Finland's Nokia plans to cut 1,233 jobs at its French subsidiary Alcatel-Lucent International, equivalent to a third of the unit's workforce, the group said on Monday, confirming an earlier Reuters report.
Nokia said in April it aimed to cut costs by EUR 500 million (roughly Rs. 4,260 crores) by the end of this year compared with full year 2018, with EUR 350 million (roughly Rs. 2,981 crores) targeted to come from operating expenses and EUR 150 million (roughy Rs. 1,277 crores) from sales costs.
When Nokia bought Alcatel-Lucent International, it committed to preserve jobs in France for two years and expand research and development teams in the country to make it a resource within the group for the next generation of mobile Internet technology, or 5G.
The French research and development teams are particularly affected by the job cuts.
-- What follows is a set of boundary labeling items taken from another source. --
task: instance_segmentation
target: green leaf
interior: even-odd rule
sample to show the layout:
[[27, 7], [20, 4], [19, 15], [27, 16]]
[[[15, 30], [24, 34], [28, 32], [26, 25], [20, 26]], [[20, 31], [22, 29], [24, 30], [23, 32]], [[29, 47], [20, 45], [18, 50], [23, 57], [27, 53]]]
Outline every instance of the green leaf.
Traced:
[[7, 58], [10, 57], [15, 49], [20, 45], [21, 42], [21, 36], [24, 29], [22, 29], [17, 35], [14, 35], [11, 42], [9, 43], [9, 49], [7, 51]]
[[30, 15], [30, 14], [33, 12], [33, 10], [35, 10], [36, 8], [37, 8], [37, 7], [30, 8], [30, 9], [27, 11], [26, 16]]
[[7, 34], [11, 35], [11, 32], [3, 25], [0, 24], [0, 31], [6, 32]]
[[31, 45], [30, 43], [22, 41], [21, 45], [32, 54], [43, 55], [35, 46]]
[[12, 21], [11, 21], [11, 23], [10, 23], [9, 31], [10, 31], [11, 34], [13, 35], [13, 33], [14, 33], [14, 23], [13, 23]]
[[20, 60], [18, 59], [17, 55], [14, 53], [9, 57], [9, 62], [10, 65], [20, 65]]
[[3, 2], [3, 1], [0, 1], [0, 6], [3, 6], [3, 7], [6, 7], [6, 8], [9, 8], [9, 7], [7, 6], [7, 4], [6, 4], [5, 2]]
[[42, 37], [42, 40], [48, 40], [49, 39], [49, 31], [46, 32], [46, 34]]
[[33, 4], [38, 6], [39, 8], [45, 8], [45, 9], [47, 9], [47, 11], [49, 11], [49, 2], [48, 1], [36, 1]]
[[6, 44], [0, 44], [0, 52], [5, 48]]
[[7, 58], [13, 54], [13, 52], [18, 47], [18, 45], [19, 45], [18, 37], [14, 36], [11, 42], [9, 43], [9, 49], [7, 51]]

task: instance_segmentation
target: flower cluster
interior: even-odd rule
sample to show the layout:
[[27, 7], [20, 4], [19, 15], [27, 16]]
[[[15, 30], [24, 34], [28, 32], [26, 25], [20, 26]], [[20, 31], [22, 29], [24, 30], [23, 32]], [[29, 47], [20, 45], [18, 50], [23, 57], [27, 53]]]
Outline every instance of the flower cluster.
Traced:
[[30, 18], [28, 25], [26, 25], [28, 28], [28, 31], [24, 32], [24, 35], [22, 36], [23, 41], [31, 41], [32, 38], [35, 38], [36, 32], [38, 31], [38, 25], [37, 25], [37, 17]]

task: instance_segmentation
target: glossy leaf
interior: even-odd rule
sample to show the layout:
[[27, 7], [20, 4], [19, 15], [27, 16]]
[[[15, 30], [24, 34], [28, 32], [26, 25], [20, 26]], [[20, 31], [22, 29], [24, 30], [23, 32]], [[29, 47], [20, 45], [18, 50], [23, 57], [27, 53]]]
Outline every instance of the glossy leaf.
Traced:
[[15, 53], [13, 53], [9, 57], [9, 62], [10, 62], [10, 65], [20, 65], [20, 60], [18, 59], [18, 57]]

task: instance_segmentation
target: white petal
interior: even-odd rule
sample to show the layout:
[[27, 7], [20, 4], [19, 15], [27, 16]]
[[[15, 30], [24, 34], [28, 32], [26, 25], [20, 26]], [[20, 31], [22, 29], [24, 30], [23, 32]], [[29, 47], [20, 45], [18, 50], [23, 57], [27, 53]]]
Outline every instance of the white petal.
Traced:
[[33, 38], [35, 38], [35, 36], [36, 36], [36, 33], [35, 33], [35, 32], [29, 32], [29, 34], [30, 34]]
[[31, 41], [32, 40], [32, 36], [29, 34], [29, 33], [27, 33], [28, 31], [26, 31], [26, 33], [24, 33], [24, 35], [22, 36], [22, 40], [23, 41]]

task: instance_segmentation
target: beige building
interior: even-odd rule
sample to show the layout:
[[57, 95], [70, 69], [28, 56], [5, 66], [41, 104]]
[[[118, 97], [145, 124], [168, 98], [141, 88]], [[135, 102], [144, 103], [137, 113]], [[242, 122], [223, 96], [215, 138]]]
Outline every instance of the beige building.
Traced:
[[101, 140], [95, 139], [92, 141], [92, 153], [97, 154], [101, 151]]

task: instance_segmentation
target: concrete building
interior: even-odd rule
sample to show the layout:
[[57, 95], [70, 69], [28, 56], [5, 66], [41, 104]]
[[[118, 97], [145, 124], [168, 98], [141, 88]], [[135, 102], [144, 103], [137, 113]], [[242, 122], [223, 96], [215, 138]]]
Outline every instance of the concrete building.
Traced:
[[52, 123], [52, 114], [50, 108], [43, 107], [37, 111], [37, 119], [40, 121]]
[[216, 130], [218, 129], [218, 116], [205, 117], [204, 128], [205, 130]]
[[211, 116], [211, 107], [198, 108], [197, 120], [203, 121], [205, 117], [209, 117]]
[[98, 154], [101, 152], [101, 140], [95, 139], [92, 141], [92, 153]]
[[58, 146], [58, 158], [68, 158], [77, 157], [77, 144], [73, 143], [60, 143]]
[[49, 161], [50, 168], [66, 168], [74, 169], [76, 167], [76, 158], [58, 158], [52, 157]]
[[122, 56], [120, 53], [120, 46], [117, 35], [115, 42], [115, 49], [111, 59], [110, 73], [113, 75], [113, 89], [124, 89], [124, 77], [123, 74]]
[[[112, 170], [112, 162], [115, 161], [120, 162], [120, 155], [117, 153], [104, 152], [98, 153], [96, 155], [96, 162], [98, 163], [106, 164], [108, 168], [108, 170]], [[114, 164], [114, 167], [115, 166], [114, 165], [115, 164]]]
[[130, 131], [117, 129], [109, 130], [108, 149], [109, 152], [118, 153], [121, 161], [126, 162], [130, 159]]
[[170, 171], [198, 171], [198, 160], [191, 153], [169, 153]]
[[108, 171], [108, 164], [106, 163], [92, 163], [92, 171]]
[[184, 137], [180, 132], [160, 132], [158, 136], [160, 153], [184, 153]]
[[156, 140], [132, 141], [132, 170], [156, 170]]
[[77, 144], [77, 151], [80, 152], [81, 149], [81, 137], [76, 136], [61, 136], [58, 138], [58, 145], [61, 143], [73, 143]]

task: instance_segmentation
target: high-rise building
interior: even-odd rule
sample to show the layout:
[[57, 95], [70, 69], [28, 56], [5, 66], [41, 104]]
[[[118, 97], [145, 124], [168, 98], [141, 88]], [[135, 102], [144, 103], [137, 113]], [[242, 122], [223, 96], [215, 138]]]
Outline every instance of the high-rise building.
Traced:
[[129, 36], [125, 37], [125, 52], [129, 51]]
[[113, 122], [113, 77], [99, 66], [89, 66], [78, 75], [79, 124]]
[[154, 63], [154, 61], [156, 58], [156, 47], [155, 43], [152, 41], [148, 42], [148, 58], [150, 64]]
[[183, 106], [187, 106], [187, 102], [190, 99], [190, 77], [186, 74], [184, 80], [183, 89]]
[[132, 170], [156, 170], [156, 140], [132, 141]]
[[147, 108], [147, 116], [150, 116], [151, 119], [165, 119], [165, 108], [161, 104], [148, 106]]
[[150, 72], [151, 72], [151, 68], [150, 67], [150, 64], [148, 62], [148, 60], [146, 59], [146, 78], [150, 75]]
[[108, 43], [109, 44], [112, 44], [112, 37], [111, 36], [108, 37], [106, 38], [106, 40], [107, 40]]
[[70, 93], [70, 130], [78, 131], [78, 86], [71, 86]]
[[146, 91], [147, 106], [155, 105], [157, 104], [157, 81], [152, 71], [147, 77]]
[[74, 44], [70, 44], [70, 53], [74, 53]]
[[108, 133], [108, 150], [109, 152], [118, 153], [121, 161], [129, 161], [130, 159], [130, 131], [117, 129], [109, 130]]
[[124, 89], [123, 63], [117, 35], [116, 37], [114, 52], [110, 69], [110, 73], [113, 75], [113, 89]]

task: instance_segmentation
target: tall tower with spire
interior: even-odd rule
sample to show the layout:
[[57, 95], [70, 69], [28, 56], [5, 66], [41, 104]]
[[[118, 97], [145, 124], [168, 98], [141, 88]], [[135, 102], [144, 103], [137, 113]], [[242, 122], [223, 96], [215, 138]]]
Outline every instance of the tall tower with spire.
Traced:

Nokia became free from such commitments this month, a spokeswoman said.
Contacted by Reuters, the French government had no immediate comment.
"Nokia will continue to be a major employer in France with a strong foothold in R&D, sales and services, which will enable us to develop and execute our customers' projects efficiently," said Thierry Boisnon, president of Nokia in France.
Nokia employs 5,138 people in France, of which 3,640 work for Alcatel-Lucent International.
The entity was part of the Alcatel-Lucent group before Nokia bought it in 2015 in an all-share deal that valued the French business at EUR 15.6 billion (roughly Rs. 1.32 lakh crores) euros.
The merger was scrutinised by the French government and its then economy minister Emmanuel Macron, who is now president.
"It's just a low-cost strategy that is being implemented, contrary to all the commitments made by Nokia in France. Nokia is laughing at everyone, first and foremost the French government," the CFE-CGC union at Nokia said on its website.